Death and destruction

COLONEL: Do you believe in ghosts, Professor?

PROFESSOR: Ghosts? Well, that’s a sticky one, isn’t it? I’m not quite certain what you mean. I mean, I don’t quite know what I’m being invited to believe when anyone asks me a question like that. I’m not even quite certain what I’m being invited to disbelieve, if it comes to that.

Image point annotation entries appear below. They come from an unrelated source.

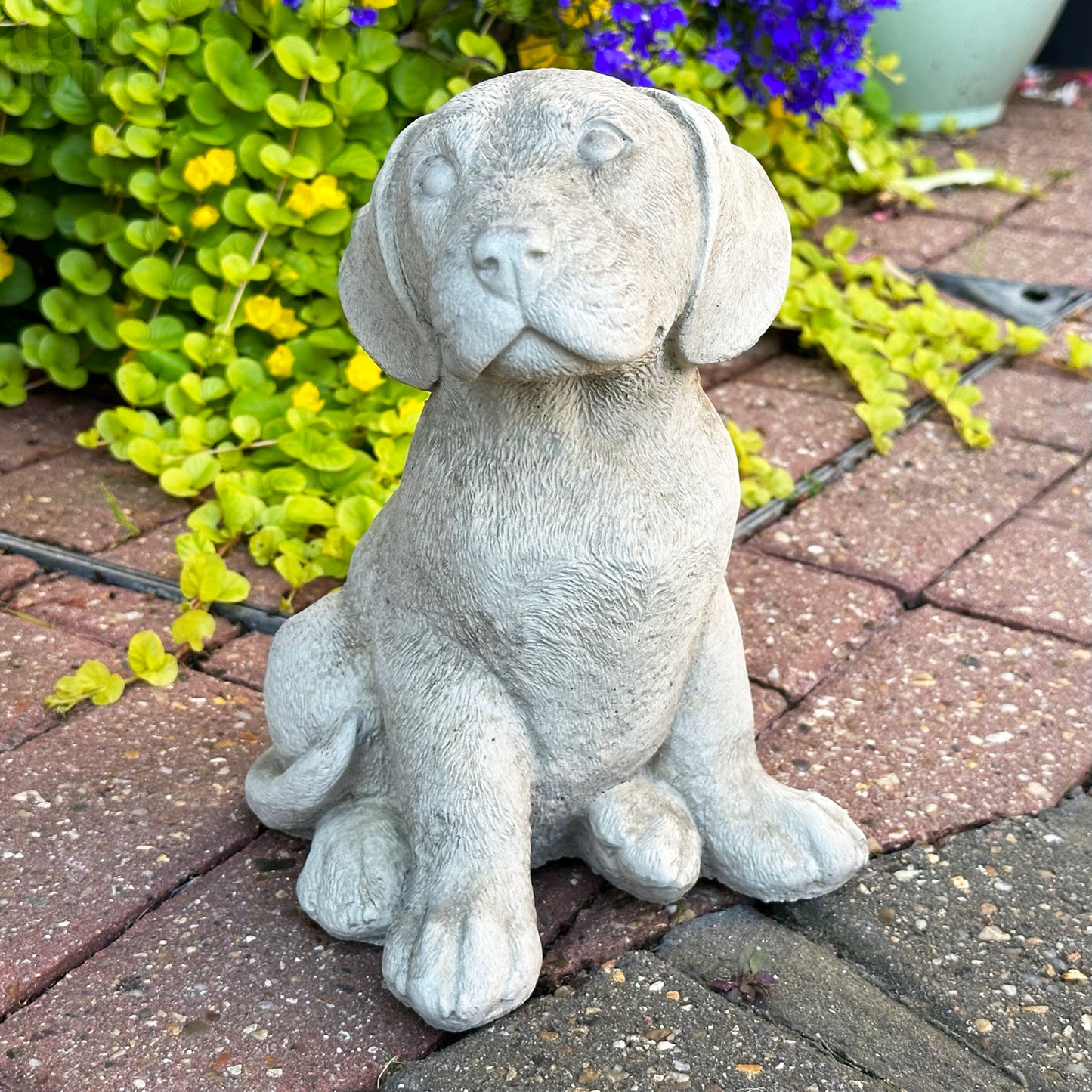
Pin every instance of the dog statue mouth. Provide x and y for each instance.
(531, 354)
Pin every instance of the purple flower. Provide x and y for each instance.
(363, 17)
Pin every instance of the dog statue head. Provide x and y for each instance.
(561, 223)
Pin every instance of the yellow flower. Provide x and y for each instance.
(287, 326)
(539, 51)
(263, 311)
(326, 193)
(309, 198)
(196, 174)
(302, 200)
(363, 373)
(204, 216)
(280, 362)
(221, 163)
(306, 397)
(216, 167)
(581, 14)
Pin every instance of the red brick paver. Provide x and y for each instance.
(903, 519)
(228, 983)
(107, 614)
(942, 723)
(14, 571)
(1040, 404)
(106, 815)
(1023, 255)
(44, 425)
(1069, 503)
(1029, 574)
(242, 660)
(800, 431)
(799, 623)
(33, 657)
(61, 500)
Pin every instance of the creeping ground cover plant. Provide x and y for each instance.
(177, 184)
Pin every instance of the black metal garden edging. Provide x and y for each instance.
(1038, 305)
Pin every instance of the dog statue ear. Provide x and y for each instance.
(744, 257)
(375, 294)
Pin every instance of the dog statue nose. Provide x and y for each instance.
(510, 261)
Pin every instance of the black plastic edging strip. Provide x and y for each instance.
(57, 558)
(840, 466)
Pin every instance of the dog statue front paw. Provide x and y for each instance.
(463, 959)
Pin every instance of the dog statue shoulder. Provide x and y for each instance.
(535, 654)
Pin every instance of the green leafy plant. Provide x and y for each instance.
(177, 184)
(206, 579)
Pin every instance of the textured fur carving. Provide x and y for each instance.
(535, 653)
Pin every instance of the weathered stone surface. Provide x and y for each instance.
(44, 425)
(800, 623)
(806, 375)
(1017, 253)
(800, 431)
(986, 935)
(940, 723)
(638, 1025)
(242, 660)
(14, 571)
(902, 519)
(226, 983)
(1040, 404)
(61, 500)
(769, 344)
(1029, 574)
(105, 613)
(824, 999)
(33, 657)
(106, 815)
(616, 923)
(1069, 503)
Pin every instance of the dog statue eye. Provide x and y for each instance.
(601, 144)
(437, 177)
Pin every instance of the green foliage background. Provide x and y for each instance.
(178, 187)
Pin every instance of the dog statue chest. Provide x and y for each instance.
(517, 511)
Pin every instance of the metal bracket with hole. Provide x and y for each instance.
(1033, 305)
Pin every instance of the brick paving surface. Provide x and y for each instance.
(107, 614)
(1069, 503)
(1028, 574)
(43, 426)
(917, 637)
(800, 431)
(1043, 405)
(800, 623)
(902, 520)
(61, 500)
(942, 723)
(106, 815)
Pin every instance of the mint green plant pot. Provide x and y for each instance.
(961, 58)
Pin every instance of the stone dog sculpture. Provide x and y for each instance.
(535, 654)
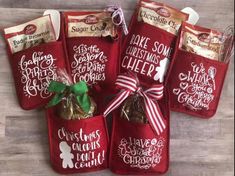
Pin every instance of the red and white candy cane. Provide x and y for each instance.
(128, 86)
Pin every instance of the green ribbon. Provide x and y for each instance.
(79, 89)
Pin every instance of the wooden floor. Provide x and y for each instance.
(198, 147)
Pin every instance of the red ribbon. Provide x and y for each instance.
(128, 86)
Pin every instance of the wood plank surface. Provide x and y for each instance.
(198, 147)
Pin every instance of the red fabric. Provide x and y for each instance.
(33, 69)
(136, 149)
(138, 65)
(192, 90)
(111, 51)
(79, 145)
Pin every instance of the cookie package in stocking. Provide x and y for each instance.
(140, 131)
(93, 40)
(34, 54)
(149, 47)
(200, 65)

COLONEL: Not quite with you, old chap.

PROFESSOR: No. Well, I mean, when you ask me do I believe, say, in Australia, I know perfectly well what sort of thing I’m being asked to judge. We all agree what we mean by Australia. Large continent… Southern Hemisphere…discovered by Captain Cook…four or five main cities…kangaroos. So on and so on. Given that, one can perfectly well imagine the procedure one might put in motion to confirm, or on the other hand dis confirm, its existence. Now, it’s not the same thing with ghosts. Is it? I mean, there’s no broad consensus about what a ghost is… Is there? There’s no common agreement as to what a ghost is, or even might be. Which makes it hard to imagine the procedures that one might put in hand to confirm or to disconfirm their existence. So that given this ambiguity about initial definitions, it makes it very hard for me to answer your question, at least phrased as it is. ‘Do you believe in ghosts?’ It’s rather like saying, ‘Do you believe in bandersnatches?’ It makes no sense to say that I do or I don’t.

COLONEL: You’ve bowled me a bit of a Chinaman there. Ghosts. Well, all right – spirits of the dead, the survival of the human personality.

PROFESSOR: Aha. Survival of the human personality. Well now, that’s a different question again, really. And once again, it’s got the grammatical appearance of a real question. But I wonder…I mean, does it really mean anything either? I mean, does it? Well, let’s see. We say, for the sake of argument at least, that the human personality survives death. All right?

COLONEL: Right.

PROFESSOR: Very well, then. Now would we want to say it in the same way that we might say, for example, that someone survived a train crash?

COLONEL: Yes…

PROFESSOR: Ah, but would we? Would we, you see? I mean we say, don’t we, that Pausanias survived the train crash but was very badly injured by it. Now we wouldn’t want to say Pausanias survived death but was very badly injured…by it. We wouldn’t want to say that, would we?

COLONEL: No, I suppose not.

PROFESSOR: Well, quite. So we’ve clearly got a logical difference in usage here, haven’t we? In the sense that death is not quite like other physical catastrophes; in that survival from it need not, and indeed cannot, entail severe injury. Or at least, not injury due to it. Directly. We don’t talk about anyone being very badly hurt by death. The relatives of the deceased, possibly, but not the victim himself – excluding, of course, the special interpretation in which one might say that he had been injured fatally by death. Or for that matter that she had.

COLONEL: True, true. But there are more things in heaven and earth than are dreamed of in your philosophy.

PROFESSOR: I prefer to put it another way. There are more things in philosophy than are dreamed of in heaven and earth.